Processing structured data

Use Pentaho Data Catalog

Version
10.1.x
Audience
anonymous
Part Number
MK-95PDC000-02

Perform the following steps to process the structured data:

You must perform Metadata Ingest, Data Profiling, and Data Identification to process structured data.
  1. Select the structured resource you want to investigate in Data Canvas.
    This can be a table or column.
  2. Click Process.
    The Choose Process page opens with Metadata Ingest, Data Profiling, Data Identification options. In addition, for Microsoft SQL and Oracle databases, you see an additional option, Usage Statistics.
    Choose process
  3. In the Metadata Ingest card, click Start to begin the metadata ingest process.
    You can view the status of metadata ingest on the Manage Workers page.
  4. To perform the data profiling, click the Data Profiling card.
    The Profiling page opens with an option to configure data profiling.

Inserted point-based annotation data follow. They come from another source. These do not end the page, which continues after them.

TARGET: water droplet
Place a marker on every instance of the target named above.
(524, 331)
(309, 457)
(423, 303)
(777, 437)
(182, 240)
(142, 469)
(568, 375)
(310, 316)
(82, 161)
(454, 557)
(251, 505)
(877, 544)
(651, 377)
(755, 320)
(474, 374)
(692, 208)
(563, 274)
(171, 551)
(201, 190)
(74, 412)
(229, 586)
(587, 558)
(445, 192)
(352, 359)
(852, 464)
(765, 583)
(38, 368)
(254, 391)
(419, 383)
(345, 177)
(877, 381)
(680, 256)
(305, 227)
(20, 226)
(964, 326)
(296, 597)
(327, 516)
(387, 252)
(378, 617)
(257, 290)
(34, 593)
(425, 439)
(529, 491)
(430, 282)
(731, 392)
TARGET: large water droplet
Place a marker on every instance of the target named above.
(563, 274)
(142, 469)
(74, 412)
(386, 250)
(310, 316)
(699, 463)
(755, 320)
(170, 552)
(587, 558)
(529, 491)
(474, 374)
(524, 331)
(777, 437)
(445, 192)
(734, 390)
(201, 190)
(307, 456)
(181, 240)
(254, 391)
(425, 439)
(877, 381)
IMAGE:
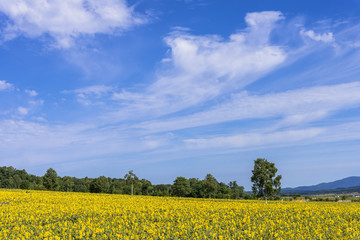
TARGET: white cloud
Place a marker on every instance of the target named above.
(23, 111)
(296, 107)
(325, 37)
(261, 139)
(201, 68)
(5, 85)
(88, 94)
(32, 93)
(65, 20)
(255, 139)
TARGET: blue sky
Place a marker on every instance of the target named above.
(181, 88)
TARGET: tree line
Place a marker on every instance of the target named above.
(129, 184)
(265, 184)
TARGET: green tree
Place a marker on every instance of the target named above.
(100, 185)
(67, 184)
(209, 185)
(51, 180)
(236, 190)
(265, 183)
(181, 187)
(131, 179)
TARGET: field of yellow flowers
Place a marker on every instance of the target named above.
(58, 215)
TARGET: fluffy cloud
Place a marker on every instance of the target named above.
(201, 68)
(65, 20)
(5, 85)
(32, 93)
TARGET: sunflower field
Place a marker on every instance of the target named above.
(59, 215)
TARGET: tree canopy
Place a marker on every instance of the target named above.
(265, 183)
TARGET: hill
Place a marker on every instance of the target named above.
(344, 185)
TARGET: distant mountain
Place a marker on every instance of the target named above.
(350, 182)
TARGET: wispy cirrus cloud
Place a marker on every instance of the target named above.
(5, 85)
(294, 107)
(324, 37)
(201, 68)
(66, 20)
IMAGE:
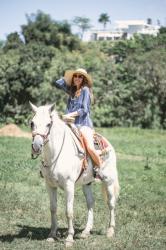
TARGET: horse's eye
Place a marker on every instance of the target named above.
(32, 125)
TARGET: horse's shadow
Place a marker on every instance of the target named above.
(36, 233)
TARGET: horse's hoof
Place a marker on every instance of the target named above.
(110, 232)
(69, 243)
(85, 234)
(50, 239)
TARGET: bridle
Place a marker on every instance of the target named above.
(44, 136)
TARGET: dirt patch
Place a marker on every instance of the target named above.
(13, 130)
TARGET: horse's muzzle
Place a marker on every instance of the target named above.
(37, 144)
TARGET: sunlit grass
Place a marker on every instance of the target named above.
(140, 211)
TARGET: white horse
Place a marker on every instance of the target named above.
(62, 167)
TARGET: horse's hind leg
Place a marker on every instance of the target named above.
(111, 200)
(69, 212)
(90, 202)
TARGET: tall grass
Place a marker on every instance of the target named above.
(140, 211)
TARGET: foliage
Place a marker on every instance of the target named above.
(129, 75)
(104, 19)
(83, 24)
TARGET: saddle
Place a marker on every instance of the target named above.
(100, 143)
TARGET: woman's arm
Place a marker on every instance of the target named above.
(61, 84)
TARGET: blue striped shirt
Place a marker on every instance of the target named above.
(81, 104)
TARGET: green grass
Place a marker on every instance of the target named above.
(140, 211)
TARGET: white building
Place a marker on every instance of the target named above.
(122, 29)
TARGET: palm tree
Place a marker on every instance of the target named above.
(83, 24)
(104, 19)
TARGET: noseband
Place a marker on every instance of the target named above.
(44, 136)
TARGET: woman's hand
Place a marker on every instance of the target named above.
(68, 118)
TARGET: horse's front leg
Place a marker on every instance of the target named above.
(90, 202)
(53, 209)
(111, 204)
(69, 212)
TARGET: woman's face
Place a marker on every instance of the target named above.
(78, 80)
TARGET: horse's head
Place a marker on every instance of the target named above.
(40, 126)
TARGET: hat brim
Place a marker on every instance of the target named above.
(69, 75)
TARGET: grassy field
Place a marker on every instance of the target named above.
(140, 211)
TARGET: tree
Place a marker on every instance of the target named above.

You can use Skip Recent (days) to skip profiling for recently profiled tables. For example, if the days field is set to 7, any table profiled within the last 7 days will be skipped.
    Note: When configuring data profiling, it is recommended to use the default settings as they are suitable for most situations.
    Field Description
    Extract samples Extracts the sample data during profiling and displays it in the summary tab.
    Skip Recent (days) Skips profiling for recently profiled tables. For example, if the days field is set to 7, any table profiled within the last 7 days will be skipped.
  5. To perform data identification, click the Data Identification card.
    Important: You must perform data profiling before proceeding with data identification. If data profiling was not done previously, Data Catalog highlights it as Required. You can start data profiling from the Data Identification card by clicking Start.

    Profiling
  6. Click Select Methods and select the Dictionaries and Patterns, click Apply, and then click Start.
    You can view the status of metadata ingest on the Manage Workers page.
  7. (Optional) If you're working with Microsoft SQL or Oracle databases and want to collect usage statistics, click the Usage Statistics card, choose a date range, and then click Start.
    You can view the status of the Entity Usage process on the Manage Workers page. After completion, the gathered information will be accessible in the Usage Statistics View collection within Business Intelligence Database.
  8. Go to Data Canvas to view tags.